Why is a matched system important?
A matched system is important for a variety of reasons. One is comfort. When all our components are properly sized to your home, you can control exactly how much heating or cooling you need so you can relax. Also, a properly sized matched system enables every component to perform as designed, meaning proper cycle times are maintained, humidity is controlled, and system sound is minimized. Another reason matched systems are important is efficiency. Most systems people buy are too large for their homes, meaning they pay to heat and cool space that isn’t even there. A matched system outlined by a dealer who has completed a load calculation for your home provides just the right amount of heating and cooling you need so you get the most value for your utility dollar.
What are the advantages of units with variable speed fans?
Variable speed fans operate on a simple principle: they are able to spin at different speeds depending on the heating and cooling needs of your home. Usually, they operate at lower speeds, delivering a steady, reliable stream of warm or cool air to your home.
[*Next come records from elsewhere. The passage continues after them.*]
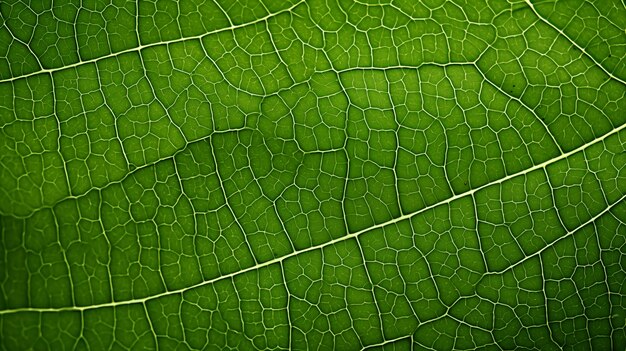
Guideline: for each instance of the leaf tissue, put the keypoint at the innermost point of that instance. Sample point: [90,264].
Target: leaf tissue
[313,174]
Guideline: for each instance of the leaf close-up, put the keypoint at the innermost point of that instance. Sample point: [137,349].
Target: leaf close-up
[312,174]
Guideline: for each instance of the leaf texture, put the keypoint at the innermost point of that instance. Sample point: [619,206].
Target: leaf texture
[313,174]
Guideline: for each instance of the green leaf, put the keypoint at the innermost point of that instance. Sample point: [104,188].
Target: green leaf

This helps control humidity levels, utility costs and system noise. When conditions become more extreme, the fan speed increases so that the system can meet increased demand, guaranteeing that on even the hottest days or coldest nights, your comfort needs will be met.
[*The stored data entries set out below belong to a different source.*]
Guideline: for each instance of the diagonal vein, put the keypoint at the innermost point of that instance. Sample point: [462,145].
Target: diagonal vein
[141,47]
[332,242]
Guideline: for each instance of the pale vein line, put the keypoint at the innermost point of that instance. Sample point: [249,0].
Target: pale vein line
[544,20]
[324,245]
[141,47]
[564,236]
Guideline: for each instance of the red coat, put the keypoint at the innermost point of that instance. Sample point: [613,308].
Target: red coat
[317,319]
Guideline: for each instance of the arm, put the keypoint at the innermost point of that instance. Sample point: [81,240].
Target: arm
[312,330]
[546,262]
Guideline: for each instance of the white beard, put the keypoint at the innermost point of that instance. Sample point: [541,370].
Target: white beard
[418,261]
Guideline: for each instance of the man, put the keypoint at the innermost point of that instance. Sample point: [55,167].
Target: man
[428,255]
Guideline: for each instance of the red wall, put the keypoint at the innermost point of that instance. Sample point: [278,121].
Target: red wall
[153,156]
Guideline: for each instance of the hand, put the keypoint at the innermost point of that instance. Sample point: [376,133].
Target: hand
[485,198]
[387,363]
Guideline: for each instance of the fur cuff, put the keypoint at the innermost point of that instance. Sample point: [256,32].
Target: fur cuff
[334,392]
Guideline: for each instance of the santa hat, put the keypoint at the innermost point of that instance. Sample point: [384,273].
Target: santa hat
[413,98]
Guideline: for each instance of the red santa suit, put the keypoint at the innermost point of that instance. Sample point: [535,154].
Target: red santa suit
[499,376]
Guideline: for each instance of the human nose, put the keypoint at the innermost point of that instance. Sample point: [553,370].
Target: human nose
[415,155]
Why does the air coming from the registers feel cool when my heat pump is set for heating?
While a heat pump is perfectly capable of effectively heating your home, the temperature of the air coming out of the registers confuses some people. The air is heated to about 90 to 95 degrees, depending on the outdoor temperature. This temperature is approximately 20- 25 degrees warmer that the indoor air temperature and will warm your house. It is, however, below body temperature (98.6 degrees) and can feel cool when someone puts their hand in the airflow.
What is the purpose of auxiliary heat?
Under normal operating conditions, the auxiliary heat is brought on automatically by the thermostat when the indoor temperature drops during heat pump operation. There are also times during cold, wet weather when the outdoor coil may ice up and your heat pump will go into a defrost cycle. This is nothing more than reversing the process back to cooling mode. Cooling mode makes the outdoor coil hot and melts any ice. The defrost cycle should only last a few minutes and then return to heating mode. During the defrost cycle, your comfort system is in cooling mode and the supply air is cool. To offset this cool air, the auxiliary heat will be energized during defrost. A mist or fog may be visible from the outdoor unit during defrost.
What do S.E.E.R., A.F.U.E., and H.S.P.F. mean?
S.E.E.R. stands for Seasonal Energy Efficiency Rate. A.F.U.E. stands for Annual Fuel Utilization Efficiency and H.S.P.F. stands for Heating Seasonal Performance Factor. These are the most commonly used terms to describe equipment efficiencies. The higher the number, the better.